EXHIBIT 5

               [HORGAN, ROSEN, BECKHAM & COREN, L.L.P. LETTERHEAD]

                                January 14, 2005

Board of Directors
Discovery Bancorp
338 Via Vera Cruz
San Marcos, California 92078

      Re: Registration Statement on Form S-4

Dear Members of the Board:

      We have acted as counsel to Discovery Bancorp, a California corporation
(the "Company"), in connection with the preparation of the Registration
Statement on Form S-4 of the Company (the "Registration Statement") filed with
the Securities and Exchange Commission (the "Commission"), relating to the
registration under the Securities Act of 1933, as amended (the "Securities
Act"), of shares of the Company's common stock, no par value (the "Shares"),
issuable pursuant to the Plan of Reorganization and Merger Agreement, dated as
of October 20, 2004 (the "Agreement"), by and between the Company, Discovery
Bank (the "Bank") and DB Merger Company, whereby each share of common stock, no
par value of the Bank ("Bank Common Stock") will be exchanged for one share of
the Company's common stock pursuant to the terms set forth in the Agreement.

      In connection with this opinion, we have considered such questions of law
as we have deemed necessary as a basis for the opinions set forth below, and we
have examined and are familiar with originals or copies, certified or otherwise
identified to our satisfaction, of the following: (i) the Registration
Statement; (ii) the Articles of Incorporation and Bylaws of the Company, as
currently in effect; (iii) certain resolutions of the Board of Directors of the
Company relating to the issuance of the Shares and the other transactions
contemplated by the Registration Statement; (iv) the Agreement; and (v) such
other documents as we have deemed necessary or appropriate as a basis for the
opinion set forth below. In our examination, we have assumed the genuineness of
all signatures, the authenticity of all documents submitted to us as originals,
the conformity to original documents of all documents submitted to us as
certified or photostatic copies and the authenticity of the originals of such
copies. As to any facts material to this opinion that we did not independently
establish or verify, we have relied upon statements and representations of
officers and other representatives of the Company and others.

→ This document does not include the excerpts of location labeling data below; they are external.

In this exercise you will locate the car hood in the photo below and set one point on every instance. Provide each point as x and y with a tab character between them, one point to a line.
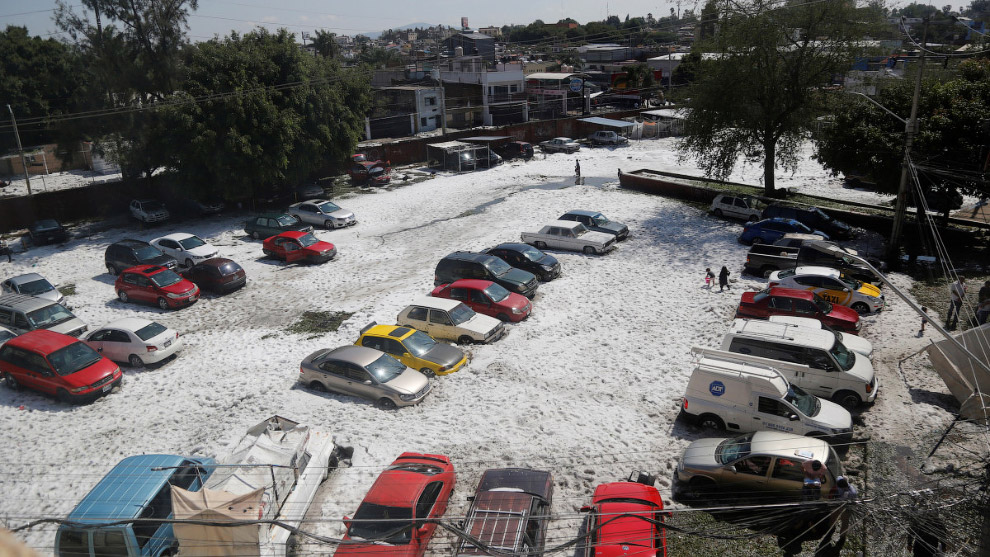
409	382
444	354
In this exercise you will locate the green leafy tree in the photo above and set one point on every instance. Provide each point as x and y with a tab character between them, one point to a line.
760	94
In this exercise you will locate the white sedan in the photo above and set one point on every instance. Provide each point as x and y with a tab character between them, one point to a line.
137	341
187	249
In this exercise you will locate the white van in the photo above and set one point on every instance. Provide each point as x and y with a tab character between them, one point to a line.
812	359
726	393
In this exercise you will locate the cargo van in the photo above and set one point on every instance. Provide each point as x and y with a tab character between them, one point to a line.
812	359
727	393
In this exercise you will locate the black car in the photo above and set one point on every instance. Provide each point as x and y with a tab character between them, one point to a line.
528	258
128	252
47	231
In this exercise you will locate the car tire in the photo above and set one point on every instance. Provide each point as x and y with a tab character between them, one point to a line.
711	422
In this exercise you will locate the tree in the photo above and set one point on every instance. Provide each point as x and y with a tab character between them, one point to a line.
760	94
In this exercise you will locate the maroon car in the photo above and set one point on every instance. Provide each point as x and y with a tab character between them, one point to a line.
797	303
218	274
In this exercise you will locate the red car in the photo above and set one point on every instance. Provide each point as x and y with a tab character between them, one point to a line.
413	491
486	298
154	284
299	246
58	365
626	519
799	303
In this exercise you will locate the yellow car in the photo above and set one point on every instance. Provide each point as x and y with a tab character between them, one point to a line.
414	348
833	286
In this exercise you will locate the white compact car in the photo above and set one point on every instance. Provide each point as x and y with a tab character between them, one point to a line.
137	341
187	249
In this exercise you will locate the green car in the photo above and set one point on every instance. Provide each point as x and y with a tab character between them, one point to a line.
270	224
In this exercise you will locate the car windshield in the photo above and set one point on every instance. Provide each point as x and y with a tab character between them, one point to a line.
419	343
733	449
496	292
150	330
35	287
809	405
307	240
49	316
72	358
165	278
461	313
843	355
386	368
380	523
191	242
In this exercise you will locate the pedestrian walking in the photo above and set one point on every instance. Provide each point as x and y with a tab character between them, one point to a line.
957	292
723	279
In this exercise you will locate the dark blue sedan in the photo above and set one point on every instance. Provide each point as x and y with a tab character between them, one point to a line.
768	231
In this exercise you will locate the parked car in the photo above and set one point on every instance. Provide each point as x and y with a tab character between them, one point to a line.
812	217
415	488
413	348
295	247
154	284
527	258
560	145
625	519
187	248
451	320
219	275
595	221
57	365
322	213
487	298
33	284
130	253
139	342
270	224
607	138
569	235
47	231
768	231
739	206
466	264
833	286
365	373
762	464
149	210
799	303
510	510
139	487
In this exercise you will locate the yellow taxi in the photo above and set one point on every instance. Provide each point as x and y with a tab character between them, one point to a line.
414	348
833	286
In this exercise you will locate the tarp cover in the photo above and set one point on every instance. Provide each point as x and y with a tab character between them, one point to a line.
197	540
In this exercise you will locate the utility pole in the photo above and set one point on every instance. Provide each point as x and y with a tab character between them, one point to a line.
910	129
20	149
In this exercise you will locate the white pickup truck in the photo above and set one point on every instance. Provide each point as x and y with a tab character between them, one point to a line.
570	235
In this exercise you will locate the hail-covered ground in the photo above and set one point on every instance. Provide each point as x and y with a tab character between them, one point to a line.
588	387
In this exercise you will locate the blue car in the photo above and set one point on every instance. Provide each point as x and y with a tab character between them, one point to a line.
138	487
768	231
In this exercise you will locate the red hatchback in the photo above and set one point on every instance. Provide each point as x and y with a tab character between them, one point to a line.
299	246
799	303
486	298
626	519
154	284
412	492
58	365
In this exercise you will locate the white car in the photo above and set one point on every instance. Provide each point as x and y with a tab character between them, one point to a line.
449	319
322	213
187	249
137	341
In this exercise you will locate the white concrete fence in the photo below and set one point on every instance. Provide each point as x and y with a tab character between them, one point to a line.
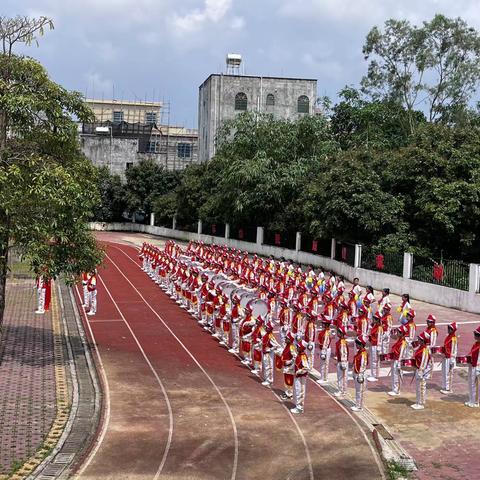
468	301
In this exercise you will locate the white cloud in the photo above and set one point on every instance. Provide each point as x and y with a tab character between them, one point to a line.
213	12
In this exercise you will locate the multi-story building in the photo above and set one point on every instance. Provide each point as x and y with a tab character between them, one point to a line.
223	96
124	133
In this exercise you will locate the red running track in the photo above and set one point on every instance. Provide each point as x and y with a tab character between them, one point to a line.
180	406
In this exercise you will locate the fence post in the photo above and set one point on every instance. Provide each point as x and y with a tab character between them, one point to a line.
407	265
298	242
259	235
357	262
474	278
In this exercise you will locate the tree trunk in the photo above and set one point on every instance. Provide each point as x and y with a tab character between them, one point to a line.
4	239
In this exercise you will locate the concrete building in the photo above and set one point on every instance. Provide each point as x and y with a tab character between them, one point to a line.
124	133
223	96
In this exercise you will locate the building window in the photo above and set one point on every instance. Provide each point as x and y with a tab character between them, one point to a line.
153	146
151	118
117	116
303	104
241	101
184	150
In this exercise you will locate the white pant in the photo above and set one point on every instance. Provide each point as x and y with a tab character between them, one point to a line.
473	381
396	376
86	298
342	377
448	364
267	365
421	386
300	385
93	301
359	388
374	365
41	299
324	363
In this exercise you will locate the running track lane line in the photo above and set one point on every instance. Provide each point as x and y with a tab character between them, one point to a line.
106	422
230	414
294	421
155	374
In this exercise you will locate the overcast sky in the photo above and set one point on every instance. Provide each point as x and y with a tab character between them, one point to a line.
164	49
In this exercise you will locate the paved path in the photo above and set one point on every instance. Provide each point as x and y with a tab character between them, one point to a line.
27	377
181	407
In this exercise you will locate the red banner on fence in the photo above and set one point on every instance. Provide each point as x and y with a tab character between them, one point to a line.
438	272
380	262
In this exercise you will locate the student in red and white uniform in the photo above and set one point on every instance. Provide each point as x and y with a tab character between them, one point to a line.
387	325
341	356
269	346
375	338
399	349
92	292
422	358
360	363
288	356
449	350
85	289
411	330
300	382
309	337
44	293
324	341
474	371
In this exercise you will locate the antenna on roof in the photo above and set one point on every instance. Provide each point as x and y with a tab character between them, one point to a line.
234	60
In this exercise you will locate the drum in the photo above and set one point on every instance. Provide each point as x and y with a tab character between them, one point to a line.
408	364
464	360
278	362
259	307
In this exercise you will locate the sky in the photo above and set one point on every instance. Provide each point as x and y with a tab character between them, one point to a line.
163	50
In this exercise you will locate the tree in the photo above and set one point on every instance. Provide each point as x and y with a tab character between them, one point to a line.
146	181
435	66
112	203
47	187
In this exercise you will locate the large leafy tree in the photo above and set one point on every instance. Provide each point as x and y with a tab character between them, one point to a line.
47	187
435	67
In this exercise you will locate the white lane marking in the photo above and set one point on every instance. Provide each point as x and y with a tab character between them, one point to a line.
297	426
362	431
167	401
232	419
106	422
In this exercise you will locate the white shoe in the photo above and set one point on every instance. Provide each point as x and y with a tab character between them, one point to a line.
393	394
296	410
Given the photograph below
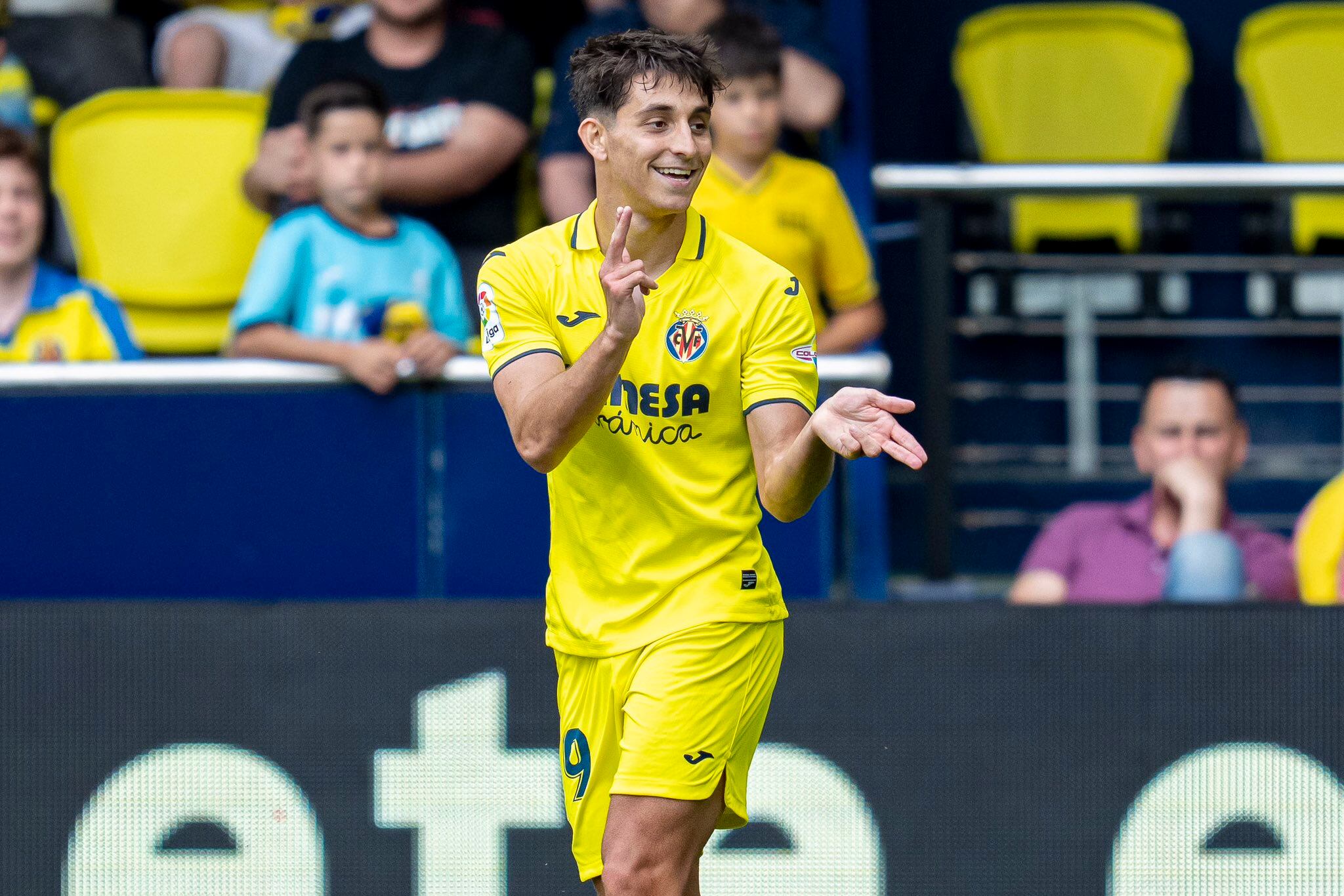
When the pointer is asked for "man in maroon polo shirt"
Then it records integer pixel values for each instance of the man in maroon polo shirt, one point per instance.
(1179, 540)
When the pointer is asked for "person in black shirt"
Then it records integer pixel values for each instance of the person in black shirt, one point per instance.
(460, 96)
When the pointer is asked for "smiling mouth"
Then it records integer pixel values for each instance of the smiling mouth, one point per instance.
(677, 175)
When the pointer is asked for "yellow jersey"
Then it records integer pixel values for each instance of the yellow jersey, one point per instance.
(68, 320)
(795, 213)
(655, 512)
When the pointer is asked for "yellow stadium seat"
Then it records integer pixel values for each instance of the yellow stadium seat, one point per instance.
(1319, 544)
(151, 186)
(1097, 82)
(1291, 64)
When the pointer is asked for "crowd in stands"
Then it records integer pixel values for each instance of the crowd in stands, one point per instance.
(391, 157)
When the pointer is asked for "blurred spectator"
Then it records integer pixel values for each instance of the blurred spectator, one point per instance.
(1179, 540)
(45, 314)
(791, 210)
(75, 49)
(15, 92)
(217, 47)
(343, 283)
(461, 97)
(809, 92)
(1319, 544)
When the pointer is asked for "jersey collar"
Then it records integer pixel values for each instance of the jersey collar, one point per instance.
(583, 233)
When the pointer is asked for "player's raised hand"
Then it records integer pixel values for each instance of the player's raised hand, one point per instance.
(859, 422)
(624, 281)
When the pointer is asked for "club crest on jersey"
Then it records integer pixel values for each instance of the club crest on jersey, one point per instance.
(687, 338)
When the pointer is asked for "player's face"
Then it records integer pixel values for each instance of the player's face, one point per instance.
(747, 119)
(1187, 418)
(659, 144)
(350, 153)
(409, 14)
(20, 214)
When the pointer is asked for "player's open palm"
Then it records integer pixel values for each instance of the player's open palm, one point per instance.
(860, 422)
(624, 281)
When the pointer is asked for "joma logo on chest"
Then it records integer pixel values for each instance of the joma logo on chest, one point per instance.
(652, 399)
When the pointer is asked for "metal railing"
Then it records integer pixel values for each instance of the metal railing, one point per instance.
(937, 188)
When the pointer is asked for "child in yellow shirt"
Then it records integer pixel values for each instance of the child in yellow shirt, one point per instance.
(791, 210)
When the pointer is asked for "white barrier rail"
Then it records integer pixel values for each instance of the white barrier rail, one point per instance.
(1183, 179)
(469, 371)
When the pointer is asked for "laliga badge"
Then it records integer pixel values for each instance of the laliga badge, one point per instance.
(492, 331)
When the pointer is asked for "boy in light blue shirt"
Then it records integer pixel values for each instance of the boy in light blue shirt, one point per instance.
(343, 283)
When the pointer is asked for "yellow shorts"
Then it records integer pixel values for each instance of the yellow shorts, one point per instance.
(665, 720)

      Based upon the foregoing, we are of the opinion that if and when issued in
exchange for shares of Bank Common Stock pursuant to the terms of the Agreement
and under the circumstances contemplated by the Registration Statement, the
Shares will be validly issued, fully paid and non-assessable.

      The law covered by the opinion set forth above is limited to the laws of
the state of California and the federal law of the United States of America.

      We hereby consent to the filing of this opinion with the Commission as
Exhibit 5 to the Registration Statement and to the reference to our name under
the caption "Legal Matters" in the Proxy Statement/Prospectus constituting a
part of the Registration Statement.

                                     Very truly yours,

                                     /s/ HORGAN, ROSEN, BECKHAM & COREN, L.L.P.

                                     HORGAN, ROSEN, BECKHAM & COREN, L.L.P.